Bathroom Monologue: A Get-Well Voodoo Doll for Gerard

His last visitor was Lionel. Gerard's Mom held him to last so she could claim it was getting late and kick him out whenever it sounded appropriate.

Gerard's Mom stayed in the hall, talking with doctors. Lionel slid right around her, plopping in the visitor's seat beside the bed. His arms folded next to Gerard's leg, which was in a cast so huge it belonged in a cartoon.

"It doesn't look that bad," said Lionel.

"It's exactly as bad as it looks. It'll be at least a year. So much for the Stanford internship." Gerard folded his arms over his chest. "This blows."

Lionel leaned in all conspiratorial-like.

"Listen, I know you're not that into voodoo now that you're a scientist...”

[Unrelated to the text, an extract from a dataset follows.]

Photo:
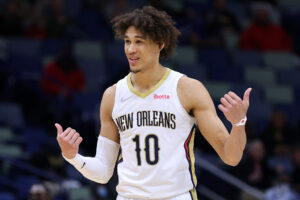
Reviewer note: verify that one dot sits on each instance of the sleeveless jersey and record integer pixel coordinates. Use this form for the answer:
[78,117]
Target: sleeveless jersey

“I was raised in voodoo. It's you who doesn't understand how it works.”

“I made a doll with a strand of your hair.” Lionel motioned with his hands as though playing with an action figure. “Hair’s got your genes on it, so it’s also scientific.”

“And what did you do? Fix its leg?”

“No, better! You know that nuclear test site?”

Gerard went a little pale.

“What did you do to my voodoo doll?”

“I left it at the center of the explosion.”

“You're trying to kill me?”

“No! See, the next day I drove out there in a hazmat suit and left another voodoo doll of you. Except this one was huge and green.”


“The Hulk has a healing factor. He survives bullets and bombs. A broken leg is fixed overnight! Plus, who doesn't want super strength?”

“Lionel, you idiot! That’s not how voodoo or science works!”

“Good!” Lionel rose to his feet, punching his open hand. “Get angry! That’s how it works!”